周囲の景色はもう暗い。夜の雪山を歩くのは危ないので、このままここで夜を明かすということらしい。
それにしても、ヴァンが普通に話してくれるようになって嬉しい。
トゲトゲした感じはまだ残っているが、以前のように圧倒的な敵意は感じない。
みんなで一緒に火を囲む。
寒いからか、人と人との距離が少し近く感じた。
「聞くまでもないだろうが、聖女の試練はうまくいったのか?」
「はい! これもみなさんのおかげです」
ヴァンとアリス。この二人のルートもあったんだよなあ。
むしろそれが王道。それでアメリアが悪役令嬢としてストーリーに絡んで……。
私の知っている内容とは、だいぶ違ってしまった。
でもこうして振り返ると、これでよかったような気がする。
取り返しのつかないこともあるけれど、でも私にはきっとこのルートしか選べなかっただろう。
「みなさん。

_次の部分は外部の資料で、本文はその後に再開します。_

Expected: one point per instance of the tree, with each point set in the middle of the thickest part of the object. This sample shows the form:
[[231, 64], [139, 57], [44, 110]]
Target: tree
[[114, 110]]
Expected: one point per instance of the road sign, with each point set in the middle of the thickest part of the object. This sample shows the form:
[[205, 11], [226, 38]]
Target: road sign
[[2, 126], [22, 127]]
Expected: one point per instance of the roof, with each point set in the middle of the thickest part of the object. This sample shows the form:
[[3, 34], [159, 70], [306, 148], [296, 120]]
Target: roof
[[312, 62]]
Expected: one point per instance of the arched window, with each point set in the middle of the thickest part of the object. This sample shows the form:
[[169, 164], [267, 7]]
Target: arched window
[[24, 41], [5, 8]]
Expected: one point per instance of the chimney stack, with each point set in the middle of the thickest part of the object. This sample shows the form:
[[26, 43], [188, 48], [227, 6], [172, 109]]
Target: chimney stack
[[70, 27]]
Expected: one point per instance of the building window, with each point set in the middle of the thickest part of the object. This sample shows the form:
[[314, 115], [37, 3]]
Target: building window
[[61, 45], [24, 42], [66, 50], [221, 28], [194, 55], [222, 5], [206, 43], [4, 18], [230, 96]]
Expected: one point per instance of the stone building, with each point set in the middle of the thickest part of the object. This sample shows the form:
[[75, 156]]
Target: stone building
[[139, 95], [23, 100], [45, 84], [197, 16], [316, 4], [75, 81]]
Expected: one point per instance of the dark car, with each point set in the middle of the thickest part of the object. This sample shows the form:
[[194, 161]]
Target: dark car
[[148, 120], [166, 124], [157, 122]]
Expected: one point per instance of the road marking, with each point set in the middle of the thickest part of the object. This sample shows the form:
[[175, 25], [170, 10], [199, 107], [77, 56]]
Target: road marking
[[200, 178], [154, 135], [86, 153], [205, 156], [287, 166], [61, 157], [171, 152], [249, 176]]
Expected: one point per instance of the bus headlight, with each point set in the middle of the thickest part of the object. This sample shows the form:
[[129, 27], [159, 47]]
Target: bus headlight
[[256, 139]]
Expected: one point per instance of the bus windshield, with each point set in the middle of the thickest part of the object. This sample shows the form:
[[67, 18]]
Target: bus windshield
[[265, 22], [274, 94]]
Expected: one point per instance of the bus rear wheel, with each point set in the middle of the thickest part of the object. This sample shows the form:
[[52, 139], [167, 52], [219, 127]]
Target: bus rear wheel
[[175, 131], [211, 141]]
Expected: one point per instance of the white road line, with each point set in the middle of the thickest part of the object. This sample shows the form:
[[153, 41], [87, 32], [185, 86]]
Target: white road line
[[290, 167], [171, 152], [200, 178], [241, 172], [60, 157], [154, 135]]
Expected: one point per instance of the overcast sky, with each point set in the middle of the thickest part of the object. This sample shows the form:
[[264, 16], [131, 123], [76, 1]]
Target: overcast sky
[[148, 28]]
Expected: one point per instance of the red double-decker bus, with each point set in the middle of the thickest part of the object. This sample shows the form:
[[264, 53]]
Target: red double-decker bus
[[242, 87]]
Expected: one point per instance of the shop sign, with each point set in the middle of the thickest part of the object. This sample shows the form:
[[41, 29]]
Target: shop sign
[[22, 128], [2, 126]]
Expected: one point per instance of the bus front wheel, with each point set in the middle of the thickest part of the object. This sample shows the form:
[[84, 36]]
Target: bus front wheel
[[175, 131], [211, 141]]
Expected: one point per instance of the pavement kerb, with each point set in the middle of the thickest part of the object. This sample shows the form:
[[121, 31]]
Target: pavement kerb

あれ……」
アメリアの声につられて空を見上げると、そこには星の海が広がっていた。
澄んだ冷たい空気が、鮮やかな星の光を目に届けてくれる。
どこまでも広がる星空。
この中のどれかに、私の元いた世界があったりするのだろうか。
「なんだか遠いところまで来ちゃいましたね」
隣に座るアリスが、しんみりした様子で言う。
確かに、学園に入学してから色んなことがあった。色んなところに行った。色んなことを経験した。
ゆっくりとした時間が流れていく中で、次々と思い出のようなものが浮かんでくる。
「いやいやいや。まだ終わりじゃないし。まだもうちょっとあるから。そういうのは全部終わってからで」
「そうですね。早く終わらせてのんびりしましょう」
淹れてもらったお茶を口に含むと、頬のあたりがじんわりと温かい。
さて。体が冷える前に、明日の下山に備えて寝ますかね。
私たちはそれぞれのテントに入った。